Due to its distance and redshift (z ≈ 0.020214), NGC 3833 is part of the large Virgo Cluster of galaxies, a group containing thousands of galaxies. In various catalogs, it is also known as PGC 36441 and UGC 6692.

== Characteristics ==

NGC 3833 is classified as a barred spiral galaxy (type Sc) within the constellation Virgo. It exhibits a loosely wound structure with a small central bulge, characteristic of its classification. The galaxy spans approximately 1.4 arcminutes in length and 0.7 arcminutes in width, making it relatively small in apparent size compared to other galaxies.

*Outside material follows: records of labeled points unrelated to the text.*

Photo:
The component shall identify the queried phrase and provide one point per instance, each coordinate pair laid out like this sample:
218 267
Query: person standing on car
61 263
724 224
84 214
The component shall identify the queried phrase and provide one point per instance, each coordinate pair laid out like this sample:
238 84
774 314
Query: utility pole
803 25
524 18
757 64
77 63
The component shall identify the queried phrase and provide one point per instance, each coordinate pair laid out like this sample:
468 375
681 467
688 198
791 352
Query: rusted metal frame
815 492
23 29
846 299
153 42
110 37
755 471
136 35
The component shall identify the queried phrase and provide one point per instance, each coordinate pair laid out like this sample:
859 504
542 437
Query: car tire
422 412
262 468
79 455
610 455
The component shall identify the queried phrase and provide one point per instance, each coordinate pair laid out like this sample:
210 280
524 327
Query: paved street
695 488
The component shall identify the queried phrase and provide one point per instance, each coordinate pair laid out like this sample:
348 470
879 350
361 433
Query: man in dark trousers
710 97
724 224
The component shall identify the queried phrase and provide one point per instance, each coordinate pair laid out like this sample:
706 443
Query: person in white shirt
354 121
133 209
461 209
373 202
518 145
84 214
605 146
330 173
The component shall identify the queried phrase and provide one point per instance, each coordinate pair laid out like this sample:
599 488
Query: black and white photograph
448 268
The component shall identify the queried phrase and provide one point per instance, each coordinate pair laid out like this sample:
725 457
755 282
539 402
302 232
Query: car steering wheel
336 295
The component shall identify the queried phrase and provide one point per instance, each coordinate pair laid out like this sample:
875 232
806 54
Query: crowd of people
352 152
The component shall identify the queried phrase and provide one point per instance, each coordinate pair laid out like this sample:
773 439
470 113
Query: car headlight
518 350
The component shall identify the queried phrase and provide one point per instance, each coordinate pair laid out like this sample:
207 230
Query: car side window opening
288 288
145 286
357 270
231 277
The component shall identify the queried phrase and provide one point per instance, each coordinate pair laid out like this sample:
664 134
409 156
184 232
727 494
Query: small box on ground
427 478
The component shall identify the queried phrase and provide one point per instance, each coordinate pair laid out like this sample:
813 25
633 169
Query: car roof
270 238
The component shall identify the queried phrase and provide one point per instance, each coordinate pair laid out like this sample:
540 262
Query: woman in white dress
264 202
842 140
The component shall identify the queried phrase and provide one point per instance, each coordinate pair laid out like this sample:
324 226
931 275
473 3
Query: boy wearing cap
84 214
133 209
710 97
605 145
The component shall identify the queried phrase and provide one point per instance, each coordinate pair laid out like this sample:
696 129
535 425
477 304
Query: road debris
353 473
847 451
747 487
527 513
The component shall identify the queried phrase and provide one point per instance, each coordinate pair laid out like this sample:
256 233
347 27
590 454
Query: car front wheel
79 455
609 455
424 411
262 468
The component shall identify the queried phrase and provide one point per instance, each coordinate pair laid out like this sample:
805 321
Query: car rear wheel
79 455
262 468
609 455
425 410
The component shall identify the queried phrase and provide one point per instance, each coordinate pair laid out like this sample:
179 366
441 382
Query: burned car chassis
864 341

With an apparent magnitude of around 13.5, NGC 3833 is a faint object that requires moderate to large telescopes for observation. It has a surface brightness of 13.3 magnitudes per square arcminute, indicating how dim it appears against the background of the night sky. The galaxy's redshift value of 0.020214 translates to a recessional velocity of approximately 6,060 km/s, placing it roughly 280 million light-years away from Earth.